Seasonal factors in the second half of 2025, alongside a continued rebound in tourism, are also expected to lift demand, while attractive valuations provide an added cushion for investors.
The research house highlighted that the sector recorded a solid performance in the first quarter of 2025 (1Q25), bolstered by elevated festive spending as Chinese New Year and Hari Raya celebrations coincided during the period.
It added that earnings across its coverage universe largely met expectations, with eight companies performing in line.
These include 99 Speedmart, Aeon, DKSH, Focus Point, Mr DIY, Nestle, Panasonic and QL Resources.
HLIB said only two companies posted weaker-than-expected results, with Berjaya Food continuing to be affected by the consumer boycott of Starbucks and Oriental Kopi experiencing softer-than-expected sales traction.
"This reinforces our view that domestic consumption fundamentals remain robust, and retail-exposed counters are capturing the benefits of seasonal demand and sustained spending momentum," it said.

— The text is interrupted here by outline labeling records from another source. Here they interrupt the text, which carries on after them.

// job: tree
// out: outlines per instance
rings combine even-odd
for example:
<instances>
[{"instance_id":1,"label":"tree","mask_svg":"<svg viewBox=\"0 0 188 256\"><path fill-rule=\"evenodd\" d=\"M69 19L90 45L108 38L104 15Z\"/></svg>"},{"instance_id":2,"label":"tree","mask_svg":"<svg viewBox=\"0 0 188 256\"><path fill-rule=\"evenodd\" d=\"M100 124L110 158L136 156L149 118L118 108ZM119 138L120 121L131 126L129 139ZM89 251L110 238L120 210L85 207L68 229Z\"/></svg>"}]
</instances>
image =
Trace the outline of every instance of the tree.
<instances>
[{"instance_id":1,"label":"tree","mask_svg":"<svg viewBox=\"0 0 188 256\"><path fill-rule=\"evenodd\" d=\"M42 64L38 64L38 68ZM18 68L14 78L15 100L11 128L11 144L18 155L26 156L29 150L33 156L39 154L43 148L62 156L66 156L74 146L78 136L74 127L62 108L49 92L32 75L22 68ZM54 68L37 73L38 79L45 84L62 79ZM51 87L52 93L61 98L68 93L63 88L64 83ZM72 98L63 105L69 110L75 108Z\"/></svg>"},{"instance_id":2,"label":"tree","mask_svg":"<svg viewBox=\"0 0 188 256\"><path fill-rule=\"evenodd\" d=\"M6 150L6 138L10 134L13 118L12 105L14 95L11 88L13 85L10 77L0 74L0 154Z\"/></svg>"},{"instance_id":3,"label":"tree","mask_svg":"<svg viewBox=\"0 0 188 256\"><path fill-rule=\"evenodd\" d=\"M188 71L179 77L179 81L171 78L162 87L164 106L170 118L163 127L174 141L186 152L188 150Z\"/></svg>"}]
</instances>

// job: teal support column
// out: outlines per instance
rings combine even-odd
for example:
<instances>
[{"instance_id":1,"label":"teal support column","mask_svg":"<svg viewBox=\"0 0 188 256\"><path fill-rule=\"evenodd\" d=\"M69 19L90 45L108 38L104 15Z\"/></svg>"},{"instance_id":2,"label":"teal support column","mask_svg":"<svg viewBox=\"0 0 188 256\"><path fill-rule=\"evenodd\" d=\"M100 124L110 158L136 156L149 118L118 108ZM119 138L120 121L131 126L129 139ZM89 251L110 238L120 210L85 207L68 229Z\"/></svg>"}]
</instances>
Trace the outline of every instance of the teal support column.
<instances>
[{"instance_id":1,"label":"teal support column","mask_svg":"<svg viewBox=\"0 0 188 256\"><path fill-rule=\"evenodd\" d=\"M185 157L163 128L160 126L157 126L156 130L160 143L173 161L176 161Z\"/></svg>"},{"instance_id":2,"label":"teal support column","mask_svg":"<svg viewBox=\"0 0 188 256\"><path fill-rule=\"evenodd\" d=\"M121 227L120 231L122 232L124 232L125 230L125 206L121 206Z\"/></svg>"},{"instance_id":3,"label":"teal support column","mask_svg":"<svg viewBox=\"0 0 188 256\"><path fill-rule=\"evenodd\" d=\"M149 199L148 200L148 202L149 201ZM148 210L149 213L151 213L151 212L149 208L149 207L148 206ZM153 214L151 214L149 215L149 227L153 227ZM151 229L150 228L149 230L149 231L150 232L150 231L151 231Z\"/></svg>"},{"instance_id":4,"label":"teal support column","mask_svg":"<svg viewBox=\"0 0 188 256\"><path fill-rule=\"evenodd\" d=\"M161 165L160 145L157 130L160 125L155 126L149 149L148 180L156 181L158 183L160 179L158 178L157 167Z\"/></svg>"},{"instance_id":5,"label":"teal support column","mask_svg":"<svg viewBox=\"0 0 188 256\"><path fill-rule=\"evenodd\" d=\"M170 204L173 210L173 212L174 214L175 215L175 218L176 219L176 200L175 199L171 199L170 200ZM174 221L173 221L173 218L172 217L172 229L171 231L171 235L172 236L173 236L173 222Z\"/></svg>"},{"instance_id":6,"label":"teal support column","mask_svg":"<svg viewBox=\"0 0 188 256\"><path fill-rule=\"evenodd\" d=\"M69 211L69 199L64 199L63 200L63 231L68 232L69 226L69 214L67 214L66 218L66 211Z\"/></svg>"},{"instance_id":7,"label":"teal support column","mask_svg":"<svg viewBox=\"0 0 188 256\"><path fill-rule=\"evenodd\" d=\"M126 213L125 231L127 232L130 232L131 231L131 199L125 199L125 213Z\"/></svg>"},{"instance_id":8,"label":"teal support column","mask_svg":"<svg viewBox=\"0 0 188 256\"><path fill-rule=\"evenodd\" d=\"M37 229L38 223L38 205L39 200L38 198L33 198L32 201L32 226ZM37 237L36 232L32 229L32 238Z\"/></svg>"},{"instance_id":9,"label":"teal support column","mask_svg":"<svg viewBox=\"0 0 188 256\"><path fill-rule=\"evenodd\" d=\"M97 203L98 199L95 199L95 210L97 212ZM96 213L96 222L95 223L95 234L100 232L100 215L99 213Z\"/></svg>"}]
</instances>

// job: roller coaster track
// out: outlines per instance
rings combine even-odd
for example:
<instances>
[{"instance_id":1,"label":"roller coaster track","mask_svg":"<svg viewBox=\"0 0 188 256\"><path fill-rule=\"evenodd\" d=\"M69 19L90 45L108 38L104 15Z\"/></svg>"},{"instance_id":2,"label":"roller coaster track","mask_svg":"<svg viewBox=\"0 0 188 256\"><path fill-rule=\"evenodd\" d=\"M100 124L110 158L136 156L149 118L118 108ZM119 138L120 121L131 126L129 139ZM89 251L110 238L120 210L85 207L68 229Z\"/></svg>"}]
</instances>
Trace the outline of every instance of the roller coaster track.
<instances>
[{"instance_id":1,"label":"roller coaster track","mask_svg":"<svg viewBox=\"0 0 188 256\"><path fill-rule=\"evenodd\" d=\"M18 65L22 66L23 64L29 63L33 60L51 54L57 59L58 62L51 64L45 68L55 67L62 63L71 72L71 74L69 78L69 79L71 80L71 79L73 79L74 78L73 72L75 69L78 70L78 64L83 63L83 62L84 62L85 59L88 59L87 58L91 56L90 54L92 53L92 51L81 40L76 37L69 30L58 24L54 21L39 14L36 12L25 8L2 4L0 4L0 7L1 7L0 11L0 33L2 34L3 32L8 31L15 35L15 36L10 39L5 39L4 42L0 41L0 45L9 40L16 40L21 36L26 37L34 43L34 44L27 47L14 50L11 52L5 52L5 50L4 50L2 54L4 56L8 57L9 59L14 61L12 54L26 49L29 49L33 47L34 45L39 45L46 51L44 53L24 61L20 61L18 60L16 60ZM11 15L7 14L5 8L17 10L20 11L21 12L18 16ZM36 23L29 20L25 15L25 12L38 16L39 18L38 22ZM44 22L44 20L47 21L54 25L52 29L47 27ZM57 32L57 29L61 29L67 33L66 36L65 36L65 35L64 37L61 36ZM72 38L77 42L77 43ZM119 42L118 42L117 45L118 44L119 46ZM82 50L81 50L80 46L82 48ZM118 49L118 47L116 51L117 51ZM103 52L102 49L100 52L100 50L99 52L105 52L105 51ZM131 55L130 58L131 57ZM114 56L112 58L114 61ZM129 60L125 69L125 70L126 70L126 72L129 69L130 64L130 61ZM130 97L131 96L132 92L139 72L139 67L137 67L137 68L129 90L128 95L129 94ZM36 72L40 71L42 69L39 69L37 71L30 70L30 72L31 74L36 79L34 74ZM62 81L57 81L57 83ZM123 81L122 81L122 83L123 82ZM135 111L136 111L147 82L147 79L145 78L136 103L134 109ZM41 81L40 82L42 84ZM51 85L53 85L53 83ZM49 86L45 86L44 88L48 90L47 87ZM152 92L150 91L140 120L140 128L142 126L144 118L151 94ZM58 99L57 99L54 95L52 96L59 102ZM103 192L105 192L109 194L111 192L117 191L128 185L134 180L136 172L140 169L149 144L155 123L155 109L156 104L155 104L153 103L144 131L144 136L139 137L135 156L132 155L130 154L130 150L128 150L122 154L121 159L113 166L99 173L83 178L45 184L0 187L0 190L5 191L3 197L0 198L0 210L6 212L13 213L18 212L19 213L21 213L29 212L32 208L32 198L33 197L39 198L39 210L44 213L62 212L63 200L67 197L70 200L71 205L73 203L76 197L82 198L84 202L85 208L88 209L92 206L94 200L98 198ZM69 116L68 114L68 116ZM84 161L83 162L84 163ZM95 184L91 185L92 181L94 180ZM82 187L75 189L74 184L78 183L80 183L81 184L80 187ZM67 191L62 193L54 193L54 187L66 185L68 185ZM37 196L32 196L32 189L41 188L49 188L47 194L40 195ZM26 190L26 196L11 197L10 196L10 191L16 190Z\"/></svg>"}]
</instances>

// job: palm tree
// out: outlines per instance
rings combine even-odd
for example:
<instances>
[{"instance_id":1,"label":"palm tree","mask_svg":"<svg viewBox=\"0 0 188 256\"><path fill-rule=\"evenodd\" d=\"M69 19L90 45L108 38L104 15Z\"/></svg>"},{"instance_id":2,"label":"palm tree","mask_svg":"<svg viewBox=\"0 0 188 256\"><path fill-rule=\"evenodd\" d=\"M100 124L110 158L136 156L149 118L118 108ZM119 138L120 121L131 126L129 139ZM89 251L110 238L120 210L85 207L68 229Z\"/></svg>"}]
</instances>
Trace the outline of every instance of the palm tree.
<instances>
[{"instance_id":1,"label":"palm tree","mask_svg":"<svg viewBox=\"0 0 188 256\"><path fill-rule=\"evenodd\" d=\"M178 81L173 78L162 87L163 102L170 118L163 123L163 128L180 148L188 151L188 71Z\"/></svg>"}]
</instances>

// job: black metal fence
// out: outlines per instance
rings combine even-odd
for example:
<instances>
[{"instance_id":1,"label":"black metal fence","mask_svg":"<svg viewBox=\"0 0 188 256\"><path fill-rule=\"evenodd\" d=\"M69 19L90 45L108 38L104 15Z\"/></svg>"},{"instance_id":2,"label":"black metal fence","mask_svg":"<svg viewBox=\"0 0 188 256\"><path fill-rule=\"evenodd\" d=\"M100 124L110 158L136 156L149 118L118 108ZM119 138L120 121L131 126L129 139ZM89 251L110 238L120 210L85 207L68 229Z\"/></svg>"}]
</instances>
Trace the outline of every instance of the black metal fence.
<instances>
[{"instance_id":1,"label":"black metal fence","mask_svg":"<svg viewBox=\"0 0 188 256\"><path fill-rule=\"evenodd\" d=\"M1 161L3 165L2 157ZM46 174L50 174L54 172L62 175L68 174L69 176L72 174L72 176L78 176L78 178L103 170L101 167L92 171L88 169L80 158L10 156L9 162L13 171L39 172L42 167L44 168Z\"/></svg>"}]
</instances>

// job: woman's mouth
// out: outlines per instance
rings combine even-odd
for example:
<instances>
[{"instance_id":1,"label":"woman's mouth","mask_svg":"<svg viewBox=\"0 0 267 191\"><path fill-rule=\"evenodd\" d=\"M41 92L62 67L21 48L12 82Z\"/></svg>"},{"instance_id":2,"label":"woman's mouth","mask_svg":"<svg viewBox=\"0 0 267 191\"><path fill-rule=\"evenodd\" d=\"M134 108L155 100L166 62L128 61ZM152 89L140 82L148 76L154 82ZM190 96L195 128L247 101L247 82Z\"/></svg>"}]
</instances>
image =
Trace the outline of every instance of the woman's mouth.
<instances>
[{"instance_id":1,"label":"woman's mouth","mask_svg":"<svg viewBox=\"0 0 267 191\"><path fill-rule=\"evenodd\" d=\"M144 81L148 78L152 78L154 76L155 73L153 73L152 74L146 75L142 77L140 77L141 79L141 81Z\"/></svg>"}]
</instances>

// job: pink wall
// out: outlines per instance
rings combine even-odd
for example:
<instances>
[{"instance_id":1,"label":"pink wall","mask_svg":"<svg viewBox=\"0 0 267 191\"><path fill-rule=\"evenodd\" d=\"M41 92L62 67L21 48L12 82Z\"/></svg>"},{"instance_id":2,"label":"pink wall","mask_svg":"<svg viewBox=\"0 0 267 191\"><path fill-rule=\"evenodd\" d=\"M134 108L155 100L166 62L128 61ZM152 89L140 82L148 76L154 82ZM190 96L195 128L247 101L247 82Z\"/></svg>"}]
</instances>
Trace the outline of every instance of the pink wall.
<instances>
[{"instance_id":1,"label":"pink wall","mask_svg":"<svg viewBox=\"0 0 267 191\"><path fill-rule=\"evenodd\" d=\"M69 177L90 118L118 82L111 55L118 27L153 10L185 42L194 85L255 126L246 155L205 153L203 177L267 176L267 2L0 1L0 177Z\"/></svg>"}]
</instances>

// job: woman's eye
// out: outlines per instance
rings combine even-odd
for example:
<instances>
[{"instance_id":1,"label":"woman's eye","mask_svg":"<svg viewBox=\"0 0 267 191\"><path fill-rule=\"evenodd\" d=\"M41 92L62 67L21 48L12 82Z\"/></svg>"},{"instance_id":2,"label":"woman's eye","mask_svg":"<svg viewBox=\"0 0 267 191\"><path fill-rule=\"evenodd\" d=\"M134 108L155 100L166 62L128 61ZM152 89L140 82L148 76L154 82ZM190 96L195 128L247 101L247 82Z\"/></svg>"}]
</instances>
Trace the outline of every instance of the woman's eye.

Meanwhile, HLIB said commodity price trends have broadly stabilised, with key inputs such as sugar, wheat, coffee, and palm oil trending lower.
It noted that this supports margin recovery for food and beverage (F&B) players.
"The potential for operating leverage is significant, especially for companies that undertook pricing actions over the last two years," it said.
Additionally, HLIB also said that a stronger ringgit would benefit consumer staples, as most raw material costs are denominated in US dollars.
It added that the improving currency trend provides a buffer against input cost volatility and could enhance import cost efficiency for staples and retailers.
On the impact of the expanded sales and service tax (SST), HLIB said retailers with a significant presence in shopping malls may face moderate effects.
However, the firm believes the impact will be manageable, as rental accounts for a small portion of expenses, recent price adjustments offer a buffer against the added rental tax, and key staples like rice, vegetables, flour, poultry, and sugar remain SST-exempt, helping to limit consumer price pressures and sustain sales volume.
Overall, HLIB has maintained an "Overweight" call on the consumer segment, adding that the Budget 2026 tailwind and tourism uplift are key catalysts.
The firm's top picks are 99 Speedmart, Aeon and Focus Point, given their earnings, backed by their expansion plans and brand equities.